Figure 4.

Generation and verification of PfSAMS-GFP-BirA parasite lines. (A) Verification of PfSAMS expression. Lysates of asexual blood stages (ABS) of the PfSAMS-pfama1-GFP-BirA and gametocytes (GC) of the PfSAMS-pffnpa-GFP BirA lines were subjected to Western blotting to detect PfSAMS-GFP-BirA (108 kDa), using mouse anti-GFP antibody. Immunoblotting with rabbit antisera directed against Pf39 (39 kDa) served as a loading control. WT NF54 lysates were used as negative controls. (B) Localization of biotinylated proteins in the PfSAMS-GFP-BirA blood stages. Asexual blood stages of the PfSAMS-pfama1-GFP-BirA line and gametocytes of the PfSAMS-pffnpa-GFP-BirA line were treated with 50 μM biotin for 24 h.
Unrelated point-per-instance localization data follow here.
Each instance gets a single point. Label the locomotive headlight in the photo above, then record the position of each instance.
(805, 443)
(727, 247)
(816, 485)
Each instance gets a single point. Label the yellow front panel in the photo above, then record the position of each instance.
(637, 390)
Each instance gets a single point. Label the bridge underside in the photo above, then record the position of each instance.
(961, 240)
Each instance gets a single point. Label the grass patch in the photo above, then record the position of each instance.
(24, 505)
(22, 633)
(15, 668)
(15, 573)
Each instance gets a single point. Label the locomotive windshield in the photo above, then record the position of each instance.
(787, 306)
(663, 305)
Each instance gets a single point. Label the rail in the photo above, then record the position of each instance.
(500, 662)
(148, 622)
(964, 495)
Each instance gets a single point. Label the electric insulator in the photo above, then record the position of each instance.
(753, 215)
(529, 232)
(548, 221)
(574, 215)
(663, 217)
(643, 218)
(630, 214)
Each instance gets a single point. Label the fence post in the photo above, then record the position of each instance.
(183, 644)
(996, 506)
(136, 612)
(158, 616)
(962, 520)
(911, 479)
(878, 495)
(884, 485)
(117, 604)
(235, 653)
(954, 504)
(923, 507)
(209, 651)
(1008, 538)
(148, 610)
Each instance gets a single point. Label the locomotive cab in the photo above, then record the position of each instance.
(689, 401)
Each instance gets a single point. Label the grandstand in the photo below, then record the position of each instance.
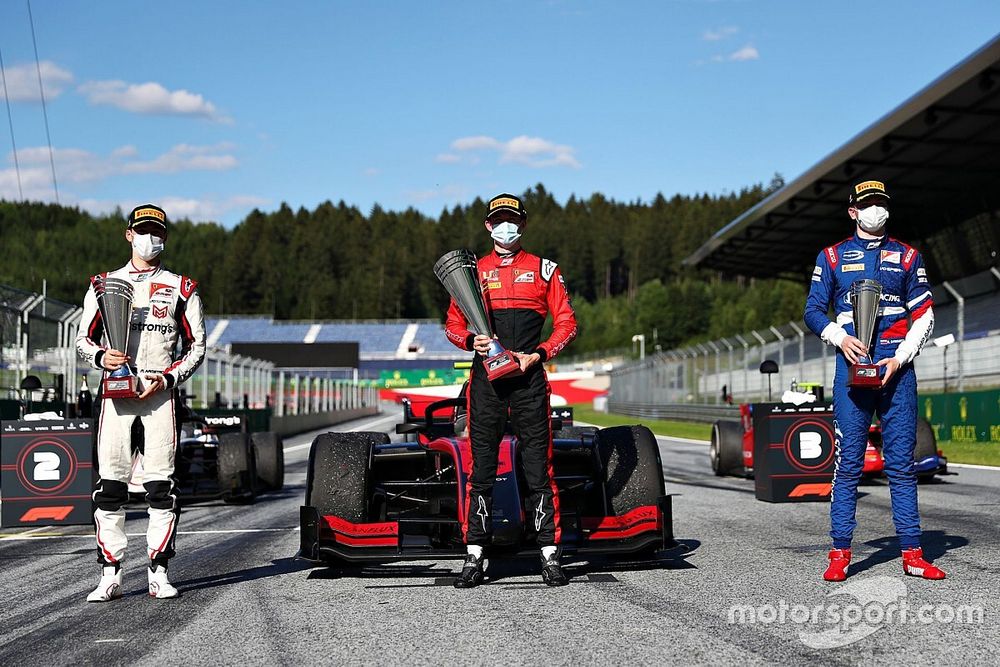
(383, 344)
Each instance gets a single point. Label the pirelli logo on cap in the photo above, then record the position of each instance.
(149, 213)
(504, 201)
(869, 185)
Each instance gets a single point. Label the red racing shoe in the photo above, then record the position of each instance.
(839, 560)
(915, 565)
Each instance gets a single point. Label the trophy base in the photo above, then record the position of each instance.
(501, 365)
(119, 387)
(864, 376)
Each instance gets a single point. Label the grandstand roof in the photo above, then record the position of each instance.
(939, 156)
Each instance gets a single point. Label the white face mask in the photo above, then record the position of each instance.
(147, 246)
(506, 234)
(872, 219)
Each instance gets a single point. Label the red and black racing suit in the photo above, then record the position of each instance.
(520, 290)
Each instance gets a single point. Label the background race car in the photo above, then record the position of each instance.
(217, 456)
(731, 449)
(369, 499)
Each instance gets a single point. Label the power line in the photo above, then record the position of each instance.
(41, 91)
(10, 123)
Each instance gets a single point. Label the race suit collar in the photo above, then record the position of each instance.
(132, 268)
(869, 244)
(507, 255)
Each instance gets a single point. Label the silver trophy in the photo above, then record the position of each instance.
(114, 300)
(458, 273)
(866, 297)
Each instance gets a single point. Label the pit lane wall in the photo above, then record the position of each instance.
(970, 416)
(292, 424)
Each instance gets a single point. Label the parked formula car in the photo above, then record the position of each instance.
(217, 457)
(368, 499)
(731, 449)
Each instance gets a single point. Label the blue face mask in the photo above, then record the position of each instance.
(506, 234)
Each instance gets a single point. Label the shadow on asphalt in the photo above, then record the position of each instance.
(935, 543)
(277, 567)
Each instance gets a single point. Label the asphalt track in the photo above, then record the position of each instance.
(246, 599)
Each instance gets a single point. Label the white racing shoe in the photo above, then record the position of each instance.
(159, 586)
(110, 586)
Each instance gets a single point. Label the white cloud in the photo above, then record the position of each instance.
(210, 208)
(448, 193)
(748, 52)
(75, 165)
(22, 81)
(720, 33)
(150, 99)
(525, 150)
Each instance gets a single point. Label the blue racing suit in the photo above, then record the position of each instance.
(905, 321)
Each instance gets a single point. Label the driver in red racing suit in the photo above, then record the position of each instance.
(165, 308)
(520, 290)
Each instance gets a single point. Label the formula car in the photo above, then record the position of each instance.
(731, 449)
(216, 457)
(369, 499)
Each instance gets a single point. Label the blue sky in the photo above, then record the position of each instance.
(214, 108)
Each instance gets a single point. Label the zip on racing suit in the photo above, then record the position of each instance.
(905, 321)
(520, 289)
(165, 307)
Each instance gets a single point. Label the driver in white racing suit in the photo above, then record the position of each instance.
(165, 308)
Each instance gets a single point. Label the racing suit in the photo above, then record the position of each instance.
(520, 290)
(165, 307)
(905, 321)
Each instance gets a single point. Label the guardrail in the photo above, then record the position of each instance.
(677, 411)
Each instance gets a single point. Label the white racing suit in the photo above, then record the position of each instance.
(165, 307)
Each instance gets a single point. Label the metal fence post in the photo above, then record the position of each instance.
(802, 349)
(781, 357)
(763, 350)
(961, 332)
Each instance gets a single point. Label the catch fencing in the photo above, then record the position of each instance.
(697, 374)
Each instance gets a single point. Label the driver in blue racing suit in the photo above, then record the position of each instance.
(905, 321)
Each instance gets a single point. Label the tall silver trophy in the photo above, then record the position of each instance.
(114, 300)
(458, 273)
(866, 296)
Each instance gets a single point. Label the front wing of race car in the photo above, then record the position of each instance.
(325, 537)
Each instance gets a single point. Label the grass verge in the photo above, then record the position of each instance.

WT NF54 was used as a negative control. Immunofluorescence assays were employed, using mouse antibodies directed against Pf39 to highlight trophozoites (TZ), and schizonts (SZ) and rabbit antisera directed against Pfs230 to highlight immature (imGC) and mature (mGC) gametocytes (green). Biotinylated proteins were immunolabeled using fluorophore-conjugated streptavidin (red). The nuclei were labeled with Hoechst 33342 nuclear stain (blue). Bar; 5 µm. (C) Detection of biotinylated proteins in the PfSAMS-GFP-BirA lines. Lysates of asexual blood stages (ABS) from the PfSAMS-pfama1-GFP-BirA line and gametocytes (GC) of the PfSAMS-pffnpa-GFP-BirA line were produced following treatment of the cultures with 50 μM biotin for 24 h. Streptavidin coupled to alkaline phosphatase was used for immunoblotting. Asterisks indicate the expected band for PfSAMS-GFP-BirA (~108 kDa). The results are representative of two (A,C) or three (B) independent experiments.